I was recently given the chance to review Prober’s new book “Your Rainforest Mind: A Guide to the Well-Being of Gifted Adults and Youth.” It was an interesting read. I went into it hoping for some insight to help me deal with the Engineer, and I ended up recognizing aspects of myself (and my husband) instead.
Prober generally uses the term “rainforest mind” instead of the more controversial “gifted” term. In her words:
“rain forests are particularly complex: multi-layered, highly sensitive, colorful, intense, creative, fragile, overwhelming, and misunderstood…”
Paula Prober, “Your Rainforest Mind: A Guide to the Well-Being of Gifted Adults and Youths”
If I say “gifted,” you might think any number of positive or negative things associated with that term. I’m guessing that most of them would be academically focused. What I most like about Prober’s term “rainforest minds” is that it includes many aspects not normally associated with the term gifted: sensitivity, a love for beauty, and so on.

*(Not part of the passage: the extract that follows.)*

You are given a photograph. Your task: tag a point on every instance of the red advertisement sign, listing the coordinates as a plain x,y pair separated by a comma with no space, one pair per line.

Prober’s title is blunt and to the point. Her book is a guide – a wealth of resources to pull from concisely listed at the end of each chapter. The chapters themselves focus on common groupings of traits found in rainforest-minded people. The book is littered with personal stories about Prober’s former clients, and she uses their stories to illustrate the general types of rainforest minds.
If you’re looking for a guidebook to raise your own rainforest-minded child, this book probably isn’t what you’re looking for. The resources listed in each chapter are highly useful but the book as a whole leans toward self-help.
If you’re looking for answers for why your child has a rainforest mind, this book functions something like a mirror. Odds are, if your child is gifted, you or your partner probably are too. They got it from somewhere, right?
If you’re like me you’ve gone through your entire life knowing that you weren’t “normal,” but never identifying yourself as gifted. Prober’s book points out specific traits that we don’t usually associate with being gifted but that make perfect sense.
I’m that person that stops dead in my tracks when the sunset shifts to a sublime spectacle. I’m the weirdo in the car next to you craning my neck to watch the birds fly overhead. I’m the one who feels more at rest and spiritual in a forest than in a church pew. Yup, all facets of a rainforest mind. Some facets. Not all, of course.
If you’re the parent of a gifted child, I suggest reading this book for your sake. (No, I don’t get anything for recommending it.) Like all self-help books, reading it may feel uncomfortable at times, but that’s ok.